From what I have read. I LIKE!  I got puppy fever BAD! Well, at least it isn't the human variety, as hubby says!


----------



## tamizami (May 1, 2007)

From the name, it appears that your dog's sire is from Mistwood, and that dog has some C & M dog in it. C & M is Carol Thomas (in Florida) and Mary Day (in California) and a very famous and old line. Mary is a wonderful woman willing to teach anyone about Maltese, she has dedicated her life to the breed. I'm sorry but I don't know anything about the Mistwood line, others on the forum are far more knowledgeable and hopefully will chime in. 

Congratulations on your new puppy!


----------



## CloudClan (Jan 31, 2007)

I have heard wonderful things about that particular dog. He was shown by handler Amy Pruett, Janet's best friend. My friends who saw him show said he was a VERY NICE dog. At the time I saw some pictures and he reminded me of my Cadeau (whose grandsire was of the C and M/Mistwood line). He had those gorgeous round dark eyes and a beautiful head. His grandsire is Marc who is a full-sibling to my Cadie's grandsire. I can't wait to see your puppy to see what that boy has produced. :wub:


----------



## almitra (Apr 24, 2009)

Me, too, me too!


----------



## CrystalAndZoe (Jul 11, 2006)

I really LOVE hearing about other breeders than the ones that seem to be the most popular here on SM. Congrats!!


----------



## Furbaby's Mommie (Jul 10, 2004)

QUOTE (CloudClan @ Dec 10 2009, 07:10 PM) index.php?act=findpost&pid=860801


> I have heard wonderful things about that particular dog. He was shown by handler Amy Pruett, Janet's best friend. My friends who saw him show said he was a VERY NICE dog. At the time I saw some pictures and he reminded me of my Cadeau (whose grandsire was of the C and M/Mistwood line). He had those gorgeous round dark eyes and a beautiful head.

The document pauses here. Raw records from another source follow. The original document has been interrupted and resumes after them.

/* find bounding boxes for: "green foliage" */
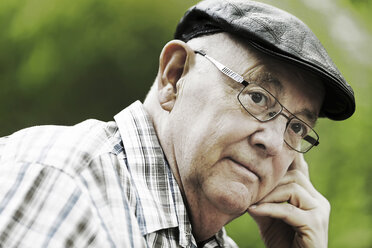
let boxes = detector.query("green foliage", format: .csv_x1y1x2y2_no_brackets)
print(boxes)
0,0,372,247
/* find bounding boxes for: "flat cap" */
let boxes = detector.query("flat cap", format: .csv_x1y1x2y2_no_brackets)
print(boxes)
175,0,355,120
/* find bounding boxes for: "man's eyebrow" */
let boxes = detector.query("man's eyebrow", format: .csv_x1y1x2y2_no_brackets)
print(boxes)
293,108,318,126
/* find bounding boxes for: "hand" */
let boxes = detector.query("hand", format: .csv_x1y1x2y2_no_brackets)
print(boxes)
248,154,330,248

His grandsire is Marc who is a full-sibling to my Cadie's grandsire. I can't wait to see your puppy to see what that boy has produced. :wub:[/B]


Marc is Shoni's grandsire. Thanks for the link--those pictures give me goose-bumps. :biggrin: 

I wish there was a website and history with pictures for C and M. So many of those wonderful breeders don't have anything on the net. :mellow:


----------



## cleooscar (May 28, 2008)

I'm so glad you found your new puppy. :biggrin: I don't know how you have the patience to wait (although it's so worth it). Can't wait to see pics when you bring her home.


----------